NATS JetStream is the outlier. Lower operational overhead, simpler mental model, genuinely impressive throughput for its resource footprint. But the consumer semantics are different enough from Kafka that your engineers need to relearn some things, and the ecosystem is smaller. I used it for a side project and liked it. I probably wouldn’t reach for it on a team that already knows Kafka concepts.
One thing I noticed: if you’re already deep in Kubernetes and have a platform team, Kafka (managed) is the obvious choice. If you’re a small team self-hosting, Redpanda is worth serious consideration. I am not 100% sure Redpanda holds up at Confluent-scale workloads — I haven’t stress-tested it there — but for teams under 20 engineers, it’s been solid.

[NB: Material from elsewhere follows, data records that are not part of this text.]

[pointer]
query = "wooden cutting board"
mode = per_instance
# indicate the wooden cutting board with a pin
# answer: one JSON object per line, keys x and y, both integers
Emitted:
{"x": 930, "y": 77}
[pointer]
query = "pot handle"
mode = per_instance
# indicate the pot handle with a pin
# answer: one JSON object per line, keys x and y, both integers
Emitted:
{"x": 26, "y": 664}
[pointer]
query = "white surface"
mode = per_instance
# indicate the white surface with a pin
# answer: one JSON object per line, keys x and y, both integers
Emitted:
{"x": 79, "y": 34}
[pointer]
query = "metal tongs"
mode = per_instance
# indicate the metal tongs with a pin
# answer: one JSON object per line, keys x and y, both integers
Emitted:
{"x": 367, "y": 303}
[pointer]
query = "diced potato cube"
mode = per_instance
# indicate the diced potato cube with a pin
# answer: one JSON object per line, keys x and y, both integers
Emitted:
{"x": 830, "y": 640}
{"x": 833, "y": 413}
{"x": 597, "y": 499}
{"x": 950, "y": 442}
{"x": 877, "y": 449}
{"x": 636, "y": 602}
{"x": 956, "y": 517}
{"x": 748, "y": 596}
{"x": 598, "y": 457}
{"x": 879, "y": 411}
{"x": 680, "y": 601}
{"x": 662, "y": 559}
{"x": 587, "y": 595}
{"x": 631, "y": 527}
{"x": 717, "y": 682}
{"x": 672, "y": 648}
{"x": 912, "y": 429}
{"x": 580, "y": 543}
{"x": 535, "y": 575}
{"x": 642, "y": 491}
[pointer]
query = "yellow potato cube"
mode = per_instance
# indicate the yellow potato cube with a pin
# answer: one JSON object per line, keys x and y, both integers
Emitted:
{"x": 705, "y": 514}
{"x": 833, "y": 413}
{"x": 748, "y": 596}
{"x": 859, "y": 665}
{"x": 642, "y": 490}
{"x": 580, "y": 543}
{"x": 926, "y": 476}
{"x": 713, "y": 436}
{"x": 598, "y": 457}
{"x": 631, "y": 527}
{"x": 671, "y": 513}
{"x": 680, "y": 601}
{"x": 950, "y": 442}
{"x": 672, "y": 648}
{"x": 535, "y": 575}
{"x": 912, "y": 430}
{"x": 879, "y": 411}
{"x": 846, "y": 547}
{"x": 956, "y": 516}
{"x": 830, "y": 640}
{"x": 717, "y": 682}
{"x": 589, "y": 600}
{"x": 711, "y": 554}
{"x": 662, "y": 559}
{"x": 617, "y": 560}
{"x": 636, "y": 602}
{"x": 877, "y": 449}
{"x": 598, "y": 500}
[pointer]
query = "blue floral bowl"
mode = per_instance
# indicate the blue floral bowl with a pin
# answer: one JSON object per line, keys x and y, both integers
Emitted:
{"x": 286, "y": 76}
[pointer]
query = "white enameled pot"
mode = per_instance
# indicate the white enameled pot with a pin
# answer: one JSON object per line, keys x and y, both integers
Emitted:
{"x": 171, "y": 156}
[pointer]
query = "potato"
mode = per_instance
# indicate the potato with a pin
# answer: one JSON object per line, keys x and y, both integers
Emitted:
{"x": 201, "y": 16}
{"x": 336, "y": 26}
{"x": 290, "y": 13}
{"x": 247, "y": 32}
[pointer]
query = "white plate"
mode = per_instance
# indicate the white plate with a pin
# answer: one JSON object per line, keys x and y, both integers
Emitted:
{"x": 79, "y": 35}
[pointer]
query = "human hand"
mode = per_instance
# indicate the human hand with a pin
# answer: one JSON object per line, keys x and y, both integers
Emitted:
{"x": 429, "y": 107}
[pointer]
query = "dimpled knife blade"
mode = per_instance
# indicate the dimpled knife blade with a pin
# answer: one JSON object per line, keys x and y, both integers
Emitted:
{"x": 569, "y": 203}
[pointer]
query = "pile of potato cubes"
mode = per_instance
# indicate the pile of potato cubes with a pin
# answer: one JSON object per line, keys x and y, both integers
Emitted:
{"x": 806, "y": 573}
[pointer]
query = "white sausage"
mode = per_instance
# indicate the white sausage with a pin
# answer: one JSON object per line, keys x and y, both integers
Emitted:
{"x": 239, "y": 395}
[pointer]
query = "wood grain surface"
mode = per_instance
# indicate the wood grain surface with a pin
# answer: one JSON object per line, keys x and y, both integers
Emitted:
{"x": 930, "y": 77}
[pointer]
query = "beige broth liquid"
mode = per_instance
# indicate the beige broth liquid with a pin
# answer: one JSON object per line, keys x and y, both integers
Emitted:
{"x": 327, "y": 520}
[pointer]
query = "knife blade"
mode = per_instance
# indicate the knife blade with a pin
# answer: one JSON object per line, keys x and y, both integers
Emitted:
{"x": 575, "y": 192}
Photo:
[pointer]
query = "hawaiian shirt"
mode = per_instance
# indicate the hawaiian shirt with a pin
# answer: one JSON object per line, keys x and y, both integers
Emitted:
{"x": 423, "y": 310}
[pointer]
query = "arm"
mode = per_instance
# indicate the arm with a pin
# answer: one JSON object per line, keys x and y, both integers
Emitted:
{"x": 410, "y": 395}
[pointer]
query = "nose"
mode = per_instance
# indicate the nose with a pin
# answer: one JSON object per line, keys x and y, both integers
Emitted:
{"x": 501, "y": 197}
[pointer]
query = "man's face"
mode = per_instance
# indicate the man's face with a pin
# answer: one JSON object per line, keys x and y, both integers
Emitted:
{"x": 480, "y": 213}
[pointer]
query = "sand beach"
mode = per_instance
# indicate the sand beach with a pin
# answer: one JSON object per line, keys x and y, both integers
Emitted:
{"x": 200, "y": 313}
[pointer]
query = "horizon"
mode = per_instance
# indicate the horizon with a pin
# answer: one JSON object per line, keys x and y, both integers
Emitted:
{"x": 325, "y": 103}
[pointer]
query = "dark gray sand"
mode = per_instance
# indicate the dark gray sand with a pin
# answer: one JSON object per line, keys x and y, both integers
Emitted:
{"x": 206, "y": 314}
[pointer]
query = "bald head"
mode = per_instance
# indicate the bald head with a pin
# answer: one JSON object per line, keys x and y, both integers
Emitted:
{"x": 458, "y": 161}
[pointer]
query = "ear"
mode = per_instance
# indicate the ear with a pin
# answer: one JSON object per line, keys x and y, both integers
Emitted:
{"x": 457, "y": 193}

Schema Registry and the Mistake That Bit Me
Right, so — this is the part I wish someone had told me before I started.
When you move to event streaming, your event schema becomes a contract between services. With REST, you control the API and its versioning. With events, consumers are decoupled and may be running different versions at the same time. If you just publish raw JSON and one day add a required field, you will break older consumers silently. Ask me how I know.
I pushed a change to the order.created event on a Wednesday, added a shipping_priority field that the fulfillment service expected to always be present. The notification service — which I had forgotten was also consuming that topic — started throwing null pointer exceptions about six hours later when someone placed an order. It wasn’t obvious, it wasn’t loud, it just quietly started failing deserialization.
The fix is a schema registry. Confluent ships one, Redpanda has one built in, and Apicurio is a good open source option if you want to run your own. You register your schemas (Avro and Protobuf are both well supported; I prefer Protobuf for the generated types), and producers/consumers validate against them at runtime. More importantly, you can enforce compatibility rules — BACKWARD compatibility means new schemas can read old messages, FULL compatibility means both directions — and the registry will reject breaking changes before they reach production.
Here’s a simplified producer setup showing schema validation in Python using Confluent’s client:
from confluent_kafka import Producer
from confluent_kafka.schema_registry import SchemaRegistryClient
from confluent_kafka.schema_registry.protobuf import ProtobufSerializer
from confluent_kafka.serialization import SerializationContext, MessageField
from events_pb2 import OrderCreatedEvent # generated from .proto
schema_registry = SchemaRegistryClient({"url": "http://localhost:8081"})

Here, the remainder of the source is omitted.